Ideas for a trip

This spring we are cooking: Langaš

Do you wish to taste a piece of Pomurje on your plate? This is an opportunity to learn about a simple dish. It is called Langaš, which may originally indeed come from Hungary, but it has become very popular and a part of urban culture in Pomurje. You can find it on Sočna vilica, open kitchen events happening in Murska Sobota during summer, or also under the Vinarium tower, or at the Festival of Prekmurian ham and gibanica. There are also certain restaurants that prepare it, but you can also prepare it at home, according to the recipe of Leon Pintarič, the chef at Gostilna Rajh.

Ingredients:

Dough

  • 500 g white wheat flour
  • 45 g yeast
  • 90 ml lukewarm milk
  • a pinch of salt
  • 360 ml yogurt
  • 2 eggs

Stuffing

  • 6 slices of homemade tünka
  • 1 small horseradish
  • 10 teaspoons of yogurt
  • some chives
  • 1 teaspoon of roasted hemp seeds

Additionally

  • 5 dl oil for frying

Preparation

Mix all the ingredients for the dough, knead it well and let it rise for at least half an hour.

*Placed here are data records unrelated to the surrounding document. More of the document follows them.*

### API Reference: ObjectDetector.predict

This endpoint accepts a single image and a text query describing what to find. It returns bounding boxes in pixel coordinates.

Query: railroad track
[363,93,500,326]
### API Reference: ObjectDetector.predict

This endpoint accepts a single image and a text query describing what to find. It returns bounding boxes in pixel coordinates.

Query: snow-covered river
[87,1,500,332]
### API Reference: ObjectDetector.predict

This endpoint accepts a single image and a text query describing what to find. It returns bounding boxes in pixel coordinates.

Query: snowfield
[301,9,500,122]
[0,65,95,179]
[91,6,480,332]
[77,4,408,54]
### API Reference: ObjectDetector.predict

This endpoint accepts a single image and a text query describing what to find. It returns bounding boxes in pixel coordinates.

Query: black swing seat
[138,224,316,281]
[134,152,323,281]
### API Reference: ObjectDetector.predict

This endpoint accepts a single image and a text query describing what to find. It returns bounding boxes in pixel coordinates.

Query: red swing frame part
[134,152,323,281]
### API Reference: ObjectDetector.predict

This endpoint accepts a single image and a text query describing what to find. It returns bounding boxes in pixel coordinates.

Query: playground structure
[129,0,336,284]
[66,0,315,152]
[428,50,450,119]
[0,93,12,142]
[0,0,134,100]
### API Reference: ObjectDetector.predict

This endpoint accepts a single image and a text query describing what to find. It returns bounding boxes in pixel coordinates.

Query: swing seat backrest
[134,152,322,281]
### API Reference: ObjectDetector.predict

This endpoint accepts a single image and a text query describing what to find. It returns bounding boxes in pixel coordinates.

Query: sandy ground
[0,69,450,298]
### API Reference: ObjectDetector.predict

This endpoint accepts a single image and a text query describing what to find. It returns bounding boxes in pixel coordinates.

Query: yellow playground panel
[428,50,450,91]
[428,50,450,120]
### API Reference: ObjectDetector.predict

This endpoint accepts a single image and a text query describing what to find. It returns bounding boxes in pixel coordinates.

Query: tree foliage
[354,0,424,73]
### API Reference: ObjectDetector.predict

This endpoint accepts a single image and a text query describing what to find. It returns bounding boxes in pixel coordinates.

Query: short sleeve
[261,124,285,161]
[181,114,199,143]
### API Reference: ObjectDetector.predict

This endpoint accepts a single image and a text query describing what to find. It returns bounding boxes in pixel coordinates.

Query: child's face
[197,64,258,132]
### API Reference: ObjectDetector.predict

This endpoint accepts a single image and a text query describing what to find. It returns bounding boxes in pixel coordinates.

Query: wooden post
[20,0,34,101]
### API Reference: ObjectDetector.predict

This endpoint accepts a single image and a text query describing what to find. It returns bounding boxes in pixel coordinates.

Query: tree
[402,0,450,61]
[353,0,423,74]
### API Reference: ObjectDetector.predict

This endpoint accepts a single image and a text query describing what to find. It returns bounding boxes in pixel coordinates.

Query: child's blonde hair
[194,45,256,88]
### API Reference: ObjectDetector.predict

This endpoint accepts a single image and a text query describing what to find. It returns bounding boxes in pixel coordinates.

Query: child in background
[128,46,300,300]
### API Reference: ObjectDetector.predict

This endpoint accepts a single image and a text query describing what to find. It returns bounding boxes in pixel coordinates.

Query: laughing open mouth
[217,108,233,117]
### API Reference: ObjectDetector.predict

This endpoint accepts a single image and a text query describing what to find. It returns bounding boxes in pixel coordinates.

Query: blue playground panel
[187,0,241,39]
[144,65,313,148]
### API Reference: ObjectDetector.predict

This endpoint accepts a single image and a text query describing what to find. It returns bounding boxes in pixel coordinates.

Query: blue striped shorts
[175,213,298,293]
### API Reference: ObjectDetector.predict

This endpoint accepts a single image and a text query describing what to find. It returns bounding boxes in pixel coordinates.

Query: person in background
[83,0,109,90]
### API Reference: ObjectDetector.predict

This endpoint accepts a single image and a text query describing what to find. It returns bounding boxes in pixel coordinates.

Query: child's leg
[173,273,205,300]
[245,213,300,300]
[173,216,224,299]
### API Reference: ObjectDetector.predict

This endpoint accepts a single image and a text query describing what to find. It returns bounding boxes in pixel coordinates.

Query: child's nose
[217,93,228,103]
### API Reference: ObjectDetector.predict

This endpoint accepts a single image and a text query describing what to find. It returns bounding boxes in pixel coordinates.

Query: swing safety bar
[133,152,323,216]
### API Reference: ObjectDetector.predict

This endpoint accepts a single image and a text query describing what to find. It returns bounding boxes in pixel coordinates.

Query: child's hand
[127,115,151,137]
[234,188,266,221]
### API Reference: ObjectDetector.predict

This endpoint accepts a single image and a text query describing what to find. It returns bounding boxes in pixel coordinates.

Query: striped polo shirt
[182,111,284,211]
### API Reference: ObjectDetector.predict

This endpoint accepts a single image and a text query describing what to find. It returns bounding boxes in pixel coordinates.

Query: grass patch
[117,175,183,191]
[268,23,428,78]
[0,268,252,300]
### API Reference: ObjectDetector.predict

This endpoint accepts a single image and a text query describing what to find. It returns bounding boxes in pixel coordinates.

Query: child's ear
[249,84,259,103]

Then form small lumps from the dough and let them rest for a bit some more. After that take one lump in your hands, knead it in your hands, stretch it (as thin as pizza dough) and fry it in hot oil. Freshly baked langaš can be additionally spiced up with salty garlic water, or with grated tünka, fresh yogurt, chopped chives or wild garlic, grated horseradish or roasted hemp seeds.